Este octubre me tocó sufrir un pequeño susto al volante. En la cercanía respecto al prójimo en la que nos movemos, intuyo, el 97% de los conductores, los que no respetamos la distancia recomendable de seguridad con el vehículo delantero ni en las rectas de Las Landas, noté que los frenos respondían tarde. Ese medio segundo que te encanece del todo. Lo llevé a un taller. Al mismo que un compañero de trabajo, que presto y minucioso me describió con precisión de orfebre húngaro el run-rún sordo pero amenazador que le habían dejado en el motor. Chico, tengo prisa y el taller, cuatro mecánicos.

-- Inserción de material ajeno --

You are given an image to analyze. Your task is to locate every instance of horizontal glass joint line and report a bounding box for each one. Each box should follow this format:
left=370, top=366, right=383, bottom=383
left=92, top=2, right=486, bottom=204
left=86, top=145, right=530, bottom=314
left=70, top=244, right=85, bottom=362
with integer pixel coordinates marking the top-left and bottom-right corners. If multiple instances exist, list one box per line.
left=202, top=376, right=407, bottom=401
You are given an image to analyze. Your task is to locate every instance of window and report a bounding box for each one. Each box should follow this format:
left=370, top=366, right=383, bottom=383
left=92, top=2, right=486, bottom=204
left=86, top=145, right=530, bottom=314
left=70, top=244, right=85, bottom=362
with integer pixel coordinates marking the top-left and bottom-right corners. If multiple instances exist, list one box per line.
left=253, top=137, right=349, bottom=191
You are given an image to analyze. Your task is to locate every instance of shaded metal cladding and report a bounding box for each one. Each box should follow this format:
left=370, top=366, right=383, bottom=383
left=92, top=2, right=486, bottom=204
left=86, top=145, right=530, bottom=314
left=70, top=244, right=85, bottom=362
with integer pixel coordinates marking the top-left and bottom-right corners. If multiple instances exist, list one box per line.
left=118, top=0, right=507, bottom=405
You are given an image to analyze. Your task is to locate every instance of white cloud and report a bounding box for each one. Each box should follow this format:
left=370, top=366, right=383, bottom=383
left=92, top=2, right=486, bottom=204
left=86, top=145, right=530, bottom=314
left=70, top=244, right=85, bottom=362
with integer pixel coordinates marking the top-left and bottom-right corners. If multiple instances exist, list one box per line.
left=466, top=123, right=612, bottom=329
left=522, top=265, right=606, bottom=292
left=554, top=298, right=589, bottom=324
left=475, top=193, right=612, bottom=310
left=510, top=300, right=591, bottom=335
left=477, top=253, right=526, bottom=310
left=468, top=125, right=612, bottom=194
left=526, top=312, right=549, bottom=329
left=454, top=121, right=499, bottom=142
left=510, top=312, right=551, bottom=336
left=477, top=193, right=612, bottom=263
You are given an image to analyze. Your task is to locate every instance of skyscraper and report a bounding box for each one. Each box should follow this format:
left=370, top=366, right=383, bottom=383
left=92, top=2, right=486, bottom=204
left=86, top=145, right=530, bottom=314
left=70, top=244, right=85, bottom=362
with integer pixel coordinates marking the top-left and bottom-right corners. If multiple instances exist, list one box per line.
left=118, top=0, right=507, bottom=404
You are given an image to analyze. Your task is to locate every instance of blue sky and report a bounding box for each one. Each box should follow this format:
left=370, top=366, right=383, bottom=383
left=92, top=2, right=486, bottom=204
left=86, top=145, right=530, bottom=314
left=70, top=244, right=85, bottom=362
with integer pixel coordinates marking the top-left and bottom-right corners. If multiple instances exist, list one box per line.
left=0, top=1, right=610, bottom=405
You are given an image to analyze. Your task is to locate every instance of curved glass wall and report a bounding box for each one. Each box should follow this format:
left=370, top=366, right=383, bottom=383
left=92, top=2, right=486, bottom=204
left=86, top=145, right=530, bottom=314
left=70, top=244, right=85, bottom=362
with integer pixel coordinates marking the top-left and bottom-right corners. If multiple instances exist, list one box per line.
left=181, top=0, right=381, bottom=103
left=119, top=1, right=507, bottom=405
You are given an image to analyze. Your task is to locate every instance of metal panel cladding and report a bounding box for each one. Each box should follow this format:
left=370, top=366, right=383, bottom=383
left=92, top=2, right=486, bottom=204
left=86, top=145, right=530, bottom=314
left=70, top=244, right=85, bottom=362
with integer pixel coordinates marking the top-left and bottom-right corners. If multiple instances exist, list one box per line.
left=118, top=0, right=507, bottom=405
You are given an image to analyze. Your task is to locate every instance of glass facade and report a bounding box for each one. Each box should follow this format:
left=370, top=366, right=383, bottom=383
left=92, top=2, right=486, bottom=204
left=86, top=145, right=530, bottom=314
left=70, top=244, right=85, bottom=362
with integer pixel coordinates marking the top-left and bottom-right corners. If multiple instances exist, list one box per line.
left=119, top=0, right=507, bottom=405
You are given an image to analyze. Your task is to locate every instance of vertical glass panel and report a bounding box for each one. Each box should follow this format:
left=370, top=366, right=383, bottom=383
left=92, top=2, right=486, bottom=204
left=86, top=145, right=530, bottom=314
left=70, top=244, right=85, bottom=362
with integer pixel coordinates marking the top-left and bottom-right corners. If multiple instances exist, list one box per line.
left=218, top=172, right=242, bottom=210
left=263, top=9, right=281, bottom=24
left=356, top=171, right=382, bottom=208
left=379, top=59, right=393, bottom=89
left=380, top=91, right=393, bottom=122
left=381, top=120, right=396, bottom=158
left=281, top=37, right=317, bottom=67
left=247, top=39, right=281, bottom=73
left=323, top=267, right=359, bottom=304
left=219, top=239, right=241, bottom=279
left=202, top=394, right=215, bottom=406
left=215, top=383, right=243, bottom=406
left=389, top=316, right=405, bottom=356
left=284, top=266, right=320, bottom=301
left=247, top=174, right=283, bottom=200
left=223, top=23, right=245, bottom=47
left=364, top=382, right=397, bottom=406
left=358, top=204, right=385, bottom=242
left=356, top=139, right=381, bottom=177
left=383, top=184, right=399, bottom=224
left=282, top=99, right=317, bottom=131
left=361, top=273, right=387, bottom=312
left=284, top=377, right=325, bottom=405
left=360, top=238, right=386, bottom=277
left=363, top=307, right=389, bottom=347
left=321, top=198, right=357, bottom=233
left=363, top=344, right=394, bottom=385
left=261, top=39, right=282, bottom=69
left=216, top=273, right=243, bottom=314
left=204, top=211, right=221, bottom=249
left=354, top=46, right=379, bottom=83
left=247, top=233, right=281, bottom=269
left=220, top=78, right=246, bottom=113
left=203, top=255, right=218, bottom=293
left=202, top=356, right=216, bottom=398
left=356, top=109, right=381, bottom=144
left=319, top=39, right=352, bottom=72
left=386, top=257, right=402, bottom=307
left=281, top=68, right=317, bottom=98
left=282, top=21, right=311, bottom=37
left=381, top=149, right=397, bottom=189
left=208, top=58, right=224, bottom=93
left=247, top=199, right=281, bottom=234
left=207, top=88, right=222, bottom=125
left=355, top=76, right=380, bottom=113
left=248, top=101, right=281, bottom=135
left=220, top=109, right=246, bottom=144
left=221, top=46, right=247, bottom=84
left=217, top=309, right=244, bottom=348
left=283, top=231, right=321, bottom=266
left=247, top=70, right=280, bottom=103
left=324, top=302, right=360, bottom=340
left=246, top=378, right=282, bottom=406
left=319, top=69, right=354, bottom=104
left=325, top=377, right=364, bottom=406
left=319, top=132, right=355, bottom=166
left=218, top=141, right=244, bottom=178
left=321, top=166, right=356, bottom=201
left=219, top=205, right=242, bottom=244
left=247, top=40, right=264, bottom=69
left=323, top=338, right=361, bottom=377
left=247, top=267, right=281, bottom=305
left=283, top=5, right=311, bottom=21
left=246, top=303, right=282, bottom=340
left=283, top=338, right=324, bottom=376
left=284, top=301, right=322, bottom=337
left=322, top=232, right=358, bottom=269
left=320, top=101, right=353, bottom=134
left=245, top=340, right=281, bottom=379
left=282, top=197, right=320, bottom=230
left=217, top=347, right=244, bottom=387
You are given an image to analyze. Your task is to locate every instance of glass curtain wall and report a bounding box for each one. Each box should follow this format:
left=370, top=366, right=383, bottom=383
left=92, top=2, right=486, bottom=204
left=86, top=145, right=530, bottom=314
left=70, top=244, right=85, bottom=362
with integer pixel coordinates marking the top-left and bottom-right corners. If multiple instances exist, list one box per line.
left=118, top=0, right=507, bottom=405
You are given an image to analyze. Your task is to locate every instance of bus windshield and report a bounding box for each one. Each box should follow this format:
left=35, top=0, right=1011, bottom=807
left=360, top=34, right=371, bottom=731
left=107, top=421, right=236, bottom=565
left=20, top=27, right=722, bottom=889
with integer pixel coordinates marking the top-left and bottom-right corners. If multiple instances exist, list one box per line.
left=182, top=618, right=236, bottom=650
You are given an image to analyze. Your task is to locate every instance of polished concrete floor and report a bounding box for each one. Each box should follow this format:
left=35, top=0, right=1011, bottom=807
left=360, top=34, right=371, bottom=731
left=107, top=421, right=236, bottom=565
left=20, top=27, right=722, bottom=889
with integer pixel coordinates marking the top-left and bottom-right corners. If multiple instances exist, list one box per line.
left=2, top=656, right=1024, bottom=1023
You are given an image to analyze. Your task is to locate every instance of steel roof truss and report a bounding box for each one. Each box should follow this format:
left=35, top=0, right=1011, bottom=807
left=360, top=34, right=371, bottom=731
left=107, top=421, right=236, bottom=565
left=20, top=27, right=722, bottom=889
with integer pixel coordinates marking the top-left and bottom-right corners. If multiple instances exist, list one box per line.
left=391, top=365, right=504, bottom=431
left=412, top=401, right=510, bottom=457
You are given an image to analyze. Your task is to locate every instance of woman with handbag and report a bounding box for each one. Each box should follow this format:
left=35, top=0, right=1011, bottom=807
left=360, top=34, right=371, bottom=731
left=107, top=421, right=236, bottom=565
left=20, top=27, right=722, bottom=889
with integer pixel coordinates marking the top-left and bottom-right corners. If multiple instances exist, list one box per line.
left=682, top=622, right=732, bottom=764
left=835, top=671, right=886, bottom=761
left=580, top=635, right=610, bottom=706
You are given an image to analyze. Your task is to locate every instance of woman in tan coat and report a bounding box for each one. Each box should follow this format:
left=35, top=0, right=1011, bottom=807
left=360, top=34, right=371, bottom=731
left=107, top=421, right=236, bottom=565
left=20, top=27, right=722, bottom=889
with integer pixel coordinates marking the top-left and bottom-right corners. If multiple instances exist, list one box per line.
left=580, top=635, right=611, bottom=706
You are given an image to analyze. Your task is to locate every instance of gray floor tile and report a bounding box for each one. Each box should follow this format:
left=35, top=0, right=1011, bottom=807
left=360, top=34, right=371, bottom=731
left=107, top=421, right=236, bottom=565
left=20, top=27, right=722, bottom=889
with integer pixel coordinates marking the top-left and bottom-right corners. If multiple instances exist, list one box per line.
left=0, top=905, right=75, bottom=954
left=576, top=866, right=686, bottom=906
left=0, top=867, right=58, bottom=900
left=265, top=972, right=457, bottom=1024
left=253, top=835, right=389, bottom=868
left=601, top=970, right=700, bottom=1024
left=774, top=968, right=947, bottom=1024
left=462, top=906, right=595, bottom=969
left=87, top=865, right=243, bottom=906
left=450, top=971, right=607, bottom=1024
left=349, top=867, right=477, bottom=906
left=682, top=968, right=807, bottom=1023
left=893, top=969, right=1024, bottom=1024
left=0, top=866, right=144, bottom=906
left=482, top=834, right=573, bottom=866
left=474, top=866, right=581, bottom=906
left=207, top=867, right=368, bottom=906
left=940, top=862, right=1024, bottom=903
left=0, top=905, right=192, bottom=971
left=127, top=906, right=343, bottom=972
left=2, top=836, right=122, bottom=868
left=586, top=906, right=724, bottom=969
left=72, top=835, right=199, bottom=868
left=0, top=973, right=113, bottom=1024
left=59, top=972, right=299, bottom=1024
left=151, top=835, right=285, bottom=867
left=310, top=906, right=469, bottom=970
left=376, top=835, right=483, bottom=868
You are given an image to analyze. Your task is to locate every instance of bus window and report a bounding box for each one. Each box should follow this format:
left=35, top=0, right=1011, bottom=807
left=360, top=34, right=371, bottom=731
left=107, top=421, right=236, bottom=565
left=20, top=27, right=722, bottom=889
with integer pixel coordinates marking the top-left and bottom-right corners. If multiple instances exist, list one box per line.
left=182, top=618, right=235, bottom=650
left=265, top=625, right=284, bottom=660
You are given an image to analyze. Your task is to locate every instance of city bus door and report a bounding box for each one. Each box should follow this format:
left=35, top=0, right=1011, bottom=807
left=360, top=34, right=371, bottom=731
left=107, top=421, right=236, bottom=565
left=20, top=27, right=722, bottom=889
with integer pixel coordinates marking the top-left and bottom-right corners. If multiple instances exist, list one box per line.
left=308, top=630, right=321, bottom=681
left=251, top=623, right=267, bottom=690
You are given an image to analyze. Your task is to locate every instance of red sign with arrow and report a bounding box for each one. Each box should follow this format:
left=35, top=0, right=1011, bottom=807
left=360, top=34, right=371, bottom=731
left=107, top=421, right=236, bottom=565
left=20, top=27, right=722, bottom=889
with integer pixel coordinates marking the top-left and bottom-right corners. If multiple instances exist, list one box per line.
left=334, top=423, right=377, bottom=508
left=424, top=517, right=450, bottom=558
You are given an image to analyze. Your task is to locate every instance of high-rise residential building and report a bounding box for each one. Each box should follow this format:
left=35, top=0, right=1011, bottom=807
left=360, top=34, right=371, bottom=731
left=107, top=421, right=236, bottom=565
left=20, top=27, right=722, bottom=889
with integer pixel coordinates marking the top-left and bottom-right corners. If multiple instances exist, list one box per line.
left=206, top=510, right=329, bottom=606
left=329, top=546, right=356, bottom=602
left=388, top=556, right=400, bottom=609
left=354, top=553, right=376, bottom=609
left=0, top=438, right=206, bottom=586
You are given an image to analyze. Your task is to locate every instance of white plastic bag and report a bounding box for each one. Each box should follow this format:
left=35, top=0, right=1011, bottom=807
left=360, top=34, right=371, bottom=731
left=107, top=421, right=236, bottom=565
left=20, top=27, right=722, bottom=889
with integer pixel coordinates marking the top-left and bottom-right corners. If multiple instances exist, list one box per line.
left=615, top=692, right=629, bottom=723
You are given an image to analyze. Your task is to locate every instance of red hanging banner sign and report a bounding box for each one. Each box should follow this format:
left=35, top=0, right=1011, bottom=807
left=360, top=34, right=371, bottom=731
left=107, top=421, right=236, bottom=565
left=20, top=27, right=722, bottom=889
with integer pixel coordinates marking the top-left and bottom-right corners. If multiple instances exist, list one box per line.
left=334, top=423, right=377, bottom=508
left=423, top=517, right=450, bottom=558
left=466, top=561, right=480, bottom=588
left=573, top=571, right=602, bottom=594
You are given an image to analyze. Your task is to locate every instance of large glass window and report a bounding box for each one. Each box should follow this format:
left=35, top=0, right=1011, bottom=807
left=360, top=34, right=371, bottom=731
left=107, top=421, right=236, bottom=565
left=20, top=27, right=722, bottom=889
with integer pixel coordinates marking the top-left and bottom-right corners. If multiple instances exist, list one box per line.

No me va a tocar el tuyo. Hoy mi coche frena.

Pero si mañana considero que me van a sentar bien unas raciones de ayuda profesional rama mental, sopesando el hecho de que esa decisión suele gestarse en etapas personales de especial confusión, fragilidad, inquietud o cuando menos, dudas acerca de cómo gestionar nuestros conflictos internos, y sé que quien me va a atender ha matado a otra persona, hombre o mujer, con móvil económico o sexual, ni llamo a la puerta. Porque me cuesta aceptar que alguien con ese antecedente pueda manejar un material tan sensible como es la salud mental y el equilibrio emocional ajeno. Y que tenga la opción legal de hacerlo.